@@ -15104,6 +15104,7 @@ L: linux-kernel@vger.kernel.org
L: The AWS Nitro Enclaves Team <aws-nitro-enclaves-devel@amazon.com>
S: Supported
W: https://aws.amazon.com/ec2/nitro/nitro-enclaves/
+F: drivers/char/hw_random/nsm-rng.c
F: drivers/misc/nsm.c
F: include/linux/nsm.h
@@ -573,6 +573,18 @@ config HW_RANDOM_JH7110
To compile this driver as a module, choose M here.
The module will be called jh7110-trng.
+config HW_RANDOM_NSM
+ tristate "Nitro (Enclaves) Security Module support"
+ depends on NSM
+ help
+ This driver provides support for the Nitro Security Module
+ in AWS EC2 Nitro based Enclaves. The driver enables support
+ for reading RNG data as well as a generic communication
+ mechanism with the hypervisor.
+
+ To compile this driver as a module, choose M here.

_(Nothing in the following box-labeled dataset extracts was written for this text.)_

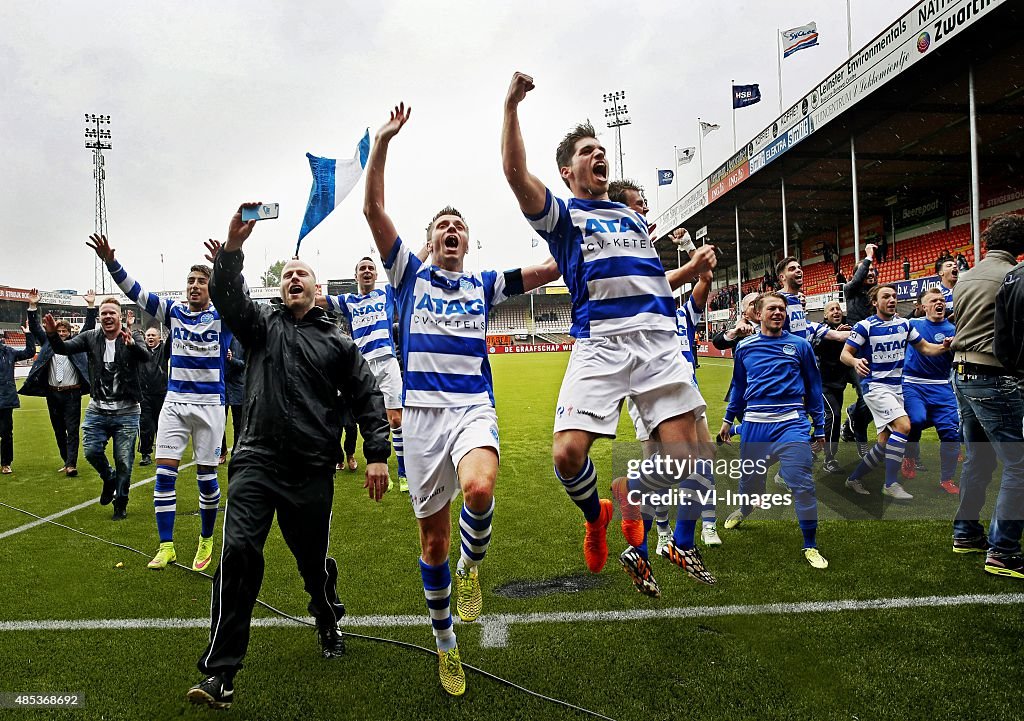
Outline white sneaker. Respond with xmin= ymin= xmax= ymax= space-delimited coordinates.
xmin=882 ymin=483 xmax=913 ymax=501
xmin=720 ymin=508 xmax=746 ymax=536
xmin=846 ymin=478 xmax=871 ymax=496
xmin=654 ymin=528 xmax=672 ymax=556
xmin=700 ymin=523 xmax=722 ymax=546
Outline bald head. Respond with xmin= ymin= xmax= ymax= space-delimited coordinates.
xmin=281 ymin=258 xmax=316 ymax=319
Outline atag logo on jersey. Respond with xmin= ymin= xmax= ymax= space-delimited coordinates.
xmin=584 ymin=216 xmax=640 ymax=238
xmin=352 ymin=303 xmax=384 ymax=316
xmin=416 ymin=295 xmax=483 ymax=315
xmin=171 ymin=328 xmax=220 ymax=343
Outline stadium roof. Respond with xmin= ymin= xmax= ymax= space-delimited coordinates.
xmin=655 ymin=0 xmax=1024 ymax=267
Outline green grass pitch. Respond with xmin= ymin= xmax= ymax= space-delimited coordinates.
xmin=0 ymin=353 xmax=1024 ymax=721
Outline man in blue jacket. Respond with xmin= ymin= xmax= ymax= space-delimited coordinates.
xmin=18 ymin=288 xmax=97 ymax=476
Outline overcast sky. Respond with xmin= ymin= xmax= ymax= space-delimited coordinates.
xmin=0 ymin=0 xmax=901 ymax=291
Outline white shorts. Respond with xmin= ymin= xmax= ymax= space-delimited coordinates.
xmin=555 ymin=331 xmax=706 ymax=438
xmin=154 ymin=402 xmax=226 ymax=466
xmin=626 ymin=398 xmax=708 ymax=442
xmin=401 ymin=406 xmax=501 ymax=518
xmin=367 ymin=355 xmax=401 ymax=411
xmin=864 ymin=383 xmax=906 ymax=432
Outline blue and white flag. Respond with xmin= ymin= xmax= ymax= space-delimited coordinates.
xmin=782 ymin=23 xmax=818 ymax=57
xmin=732 ymin=83 xmax=761 ymax=108
xmin=295 ymin=128 xmax=370 ymax=255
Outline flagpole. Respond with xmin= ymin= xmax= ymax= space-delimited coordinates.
xmin=775 ymin=28 xmax=782 ymax=116
xmin=697 ymin=116 xmax=703 ymax=180
xmin=671 ymin=145 xmax=679 ymax=199
xmin=729 ymin=80 xmax=736 ymax=153
xmin=846 ymin=0 xmax=853 ymax=57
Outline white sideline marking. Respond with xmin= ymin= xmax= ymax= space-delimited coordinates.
xmin=0 ymin=593 xmax=1024 ymax=648
xmin=0 ymin=461 xmax=196 ymax=541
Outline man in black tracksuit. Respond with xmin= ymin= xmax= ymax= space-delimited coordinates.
xmin=843 ymin=243 xmax=879 ymax=456
xmin=187 ymin=205 xmax=391 ymax=708
xmin=814 ymin=300 xmax=850 ymax=473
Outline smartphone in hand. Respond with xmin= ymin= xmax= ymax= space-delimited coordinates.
xmin=242 ymin=203 xmax=279 ymax=220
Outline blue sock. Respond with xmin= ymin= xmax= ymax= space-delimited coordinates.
xmin=654 ymin=506 xmax=669 ymax=534
xmin=459 ymin=499 xmax=495 ymax=568
xmin=634 ymin=514 xmax=654 ymax=558
xmin=420 ymin=558 xmax=458 ymax=651
xmin=700 ymin=461 xmax=718 ymax=525
xmin=555 ymin=456 xmax=601 ymax=523
xmin=886 ymin=431 xmax=906 ymax=489
xmin=196 ymin=466 xmax=220 ymax=539
xmin=850 ymin=443 xmax=886 ymax=480
xmin=391 ymin=426 xmax=406 ymax=478
xmin=798 ymin=520 xmax=818 ymax=548
xmin=153 ymin=465 xmax=178 ymax=543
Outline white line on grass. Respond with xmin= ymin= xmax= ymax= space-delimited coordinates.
xmin=0 ymin=593 xmax=1024 ymax=648
xmin=0 ymin=461 xmax=196 ymax=541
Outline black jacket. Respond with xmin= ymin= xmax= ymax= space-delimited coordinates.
xmin=210 ymin=250 xmax=391 ymax=467
xmin=46 ymin=328 xmax=150 ymax=404
xmin=224 ymin=336 xmax=246 ymax=406
xmin=843 ymin=257 xmax=874 ymax=326
xmin=17 ymin=307 xmax=99 ymax=395
xmin=0 ymin=333 xmax=36 ymax=409
xmin=992 ymin=263 xmax=1024 ymax=376
xmin=814 ymin=324 xmax=851 ymax=390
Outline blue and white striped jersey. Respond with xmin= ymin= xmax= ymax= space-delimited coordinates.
xmin=939 ymin=283 xmax=953 ymax=317
xmin=903 ymin=317 xmax=956 ymax=385
xmin=846 ymin=315 xmax=924 ymax=390
xmin=106 ymin=260 xmax=231 ymax=406
xmin=782 ymin=291 xmax=828 ymax=346
xmin=384 ymin=238 xmax=522 ymax=408
xmin=725 ymin=331 xmax=824 ymax=436
xmin=526 ymin=190 xmax=676 ymax=338
xmin=327 ymin=286 xmax=394 ymax=361
xmin=676 ymin=297 xmax=703 ymax=388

+ The module will be called nsm_rng.
+
endif # HW_RANDOM
config UML_RANDOM
@@ -49,3 +49,4 @@ obj-$(CONFIG_HW_RANDOM_ARM_SMCCC_TRNG) += arm_smccc_trng.o
obj-$(CONFIG_HW_RANDOM_CN10K) += cn10k-rng.o
obj-$(CONFIG_HW_RANDOM_POLARFIRE_SOC) += mpfs-rng.o
obj-$(CONFIG_HW_RANDOM_JH7110) += jh7110-trng.o
+obj-$(CONFIG_HW_RANDOM_NSM) += nsm-rng.o
new file mode 100644
@@ -0,0 +1,282 @@
+// SPDX-License-Identifier: GPL-2.0
+/*
+ * Amazon Nitro Secure Module HWRNG driver.
+ *
+ * Copyright Amazon.com, Inc. or its affiliates. All Rights Reserved.
+ *
+ * This program is free software; you can redistribute it and/or modify it
+ * under the terms and conditions of the GNU General Public License,
+ * version 2, as published by the Free Software Foundation.
+ *
+ * This program is distributed in the hope that it will be useful,
+ * but WITHOUT ANY WARRANTY; without even the implied warranty of
+ * MERCHANTABILITY or FITNESS FOR A PARTICULAR PURPOSE. See the
+ * GNU General Public License for more details.
+ *
+ * You should have received a copy of the GNU General Public License
+ * along with this program; if not, see <http://www.gnu.org/licenses/>.
+ */
+
+#include <linux/nsm.h>
+#include <linux/hw_random.h>
+#include <linux/module.h>
+#include <linux/string.h>
+#include <linux/virtio_ids.h>
+
+struct nsm_rng_info {
+ struct hwrng hwrng;
+ struct virtio_device *vdev;
+};
+
+#define CBOR_TYPE_MASK 0xE0
+#define CBOR_TYPE_MAP 0xA0
+#define CBOR_TYPE_TEXT 0x60
+#define CBOR_TYPE_ARRAY 0x40
+#define CBOR_HEADER_SIZE_SHORT 1
+
+#define CBOR_SHORT_SIZE_MAX_VALUE 23
+#define CBOR_LONG_SIZE_U8 24
+#define CBOR_LONG_SIZE_U16 25
+#define CBOR_LONG_SIZE_U32 26
+#define CBOR_LONG_SIZE_U64 27
+
+#define CBOR_HEADER_SIZE_U8 (CBOR_HEADER_SIZE_SHORT + sizeof(u8))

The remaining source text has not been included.